Logistic Regression with Single Predictor in R

glm
logistic regression
Complete guide to logistic regression with single predictor in R programming. Tutorial with practical examples and code.
Published

September 18, 2023

Introduction

Logistic regression is used when you want to predict a binary outcome (yes/no, success/failure) based on one predictor variable. Unlike linear regression, it models the probability of an event occurring using the logistic function, which ensures predictions stay between 0 and 1.

Getting Started

library(tidyverse)
library(palmerpenguins)

Example 1: Basic Usage

The Problem

We want to predict whether a penguin is from the Adelie species based on its bill length.

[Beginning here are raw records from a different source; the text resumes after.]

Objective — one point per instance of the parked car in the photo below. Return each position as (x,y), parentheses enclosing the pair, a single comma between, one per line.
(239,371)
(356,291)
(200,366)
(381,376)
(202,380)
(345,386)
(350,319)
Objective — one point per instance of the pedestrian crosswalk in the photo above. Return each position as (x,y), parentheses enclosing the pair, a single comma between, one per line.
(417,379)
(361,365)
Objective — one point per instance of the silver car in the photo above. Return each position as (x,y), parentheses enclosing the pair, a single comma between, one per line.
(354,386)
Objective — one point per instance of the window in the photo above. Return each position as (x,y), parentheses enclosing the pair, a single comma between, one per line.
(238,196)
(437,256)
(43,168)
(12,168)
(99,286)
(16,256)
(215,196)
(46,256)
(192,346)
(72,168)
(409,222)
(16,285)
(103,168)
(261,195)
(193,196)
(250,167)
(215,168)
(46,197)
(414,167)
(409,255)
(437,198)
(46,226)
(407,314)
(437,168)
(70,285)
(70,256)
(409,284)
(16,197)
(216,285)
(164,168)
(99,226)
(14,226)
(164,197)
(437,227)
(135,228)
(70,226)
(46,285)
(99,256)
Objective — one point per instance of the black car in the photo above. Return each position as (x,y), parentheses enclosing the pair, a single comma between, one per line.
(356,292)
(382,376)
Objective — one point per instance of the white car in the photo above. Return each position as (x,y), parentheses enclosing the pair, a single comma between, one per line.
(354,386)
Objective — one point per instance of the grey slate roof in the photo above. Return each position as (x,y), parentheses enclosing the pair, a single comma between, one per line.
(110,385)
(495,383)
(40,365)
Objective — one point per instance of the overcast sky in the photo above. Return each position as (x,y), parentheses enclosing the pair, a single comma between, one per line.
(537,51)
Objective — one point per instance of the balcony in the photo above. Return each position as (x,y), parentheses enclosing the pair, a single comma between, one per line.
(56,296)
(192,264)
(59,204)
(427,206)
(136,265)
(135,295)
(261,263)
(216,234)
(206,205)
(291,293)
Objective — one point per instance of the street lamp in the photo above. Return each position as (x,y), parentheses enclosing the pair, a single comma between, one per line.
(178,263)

This is a binary classification problem where we’re modeling the probability of being Adelie versus not Adelie.

Step 1: Prepare the Data

We’ll create a binary outcome variable and examine our data structure.

penguins_clean <- penguins |>
  filter(!is.na(bill_length_mm), !is.na(species)) |>
  mutate(is_adelie = ifelse(species == "Adelie", 1, 0))

head(penguins_clean)

We now have a dataset with a binary variable is_adelie where 1 means Adelie and 0 means other species.

Step 2: Visualize the Relationship

Before modeling, let’s see how bill length relates to species.

ggplot(penguins_clean, aes(x = bill_length_mm, y = is_adelie)) +
  geom_point(alpha = 0.6) +
  geom_smooth(method = "glm", method.args = list(family = "binomial")) +
  labs(x = "Bill Length (mm)", y = "Probability of being Adelie")

Logistic regression sigmoid curve in R showing probability of a penguin being Adelie species as a function of bill length, fitted with a single predictor glm() model in ggplot2

The smooth curve shows the logistic relationship - shorter bills are associated with higher probability of being Adelie.

Step 3: Fit the Logistic Model

We use glm() with family = “binomial” to fit our logistic regression.

model <- glm(is_adelie ~ bill_length_mm, 
            data = penguins_clean, 
            family = binomial)

summary(model)

The negative coefficient indicates that as bill length increases, the probability of being Adelie decreases.

Step 4: Make Predictions

Let’s predict probabilities for specific bill lengths.

new_data <- data.frame(bill_length_mm = c(35, 40, 45, 50))
predictions <- predict(model, new_data, type = "response")
data.frame(bill_length = new_data$bill_length_mm, 
          probability_adelie = round(predictions, 3))

These probabilities show how bill length affects the likelihood of a penguin being Adelie.

Example 2: Practical Application

The Problem

A researcher wants to determine if a car’s weight can predict whether it has high fuel efficiency (mpg > 20). This helps understand the relationship between vehicle weight and fuel economy for purchasing decisions.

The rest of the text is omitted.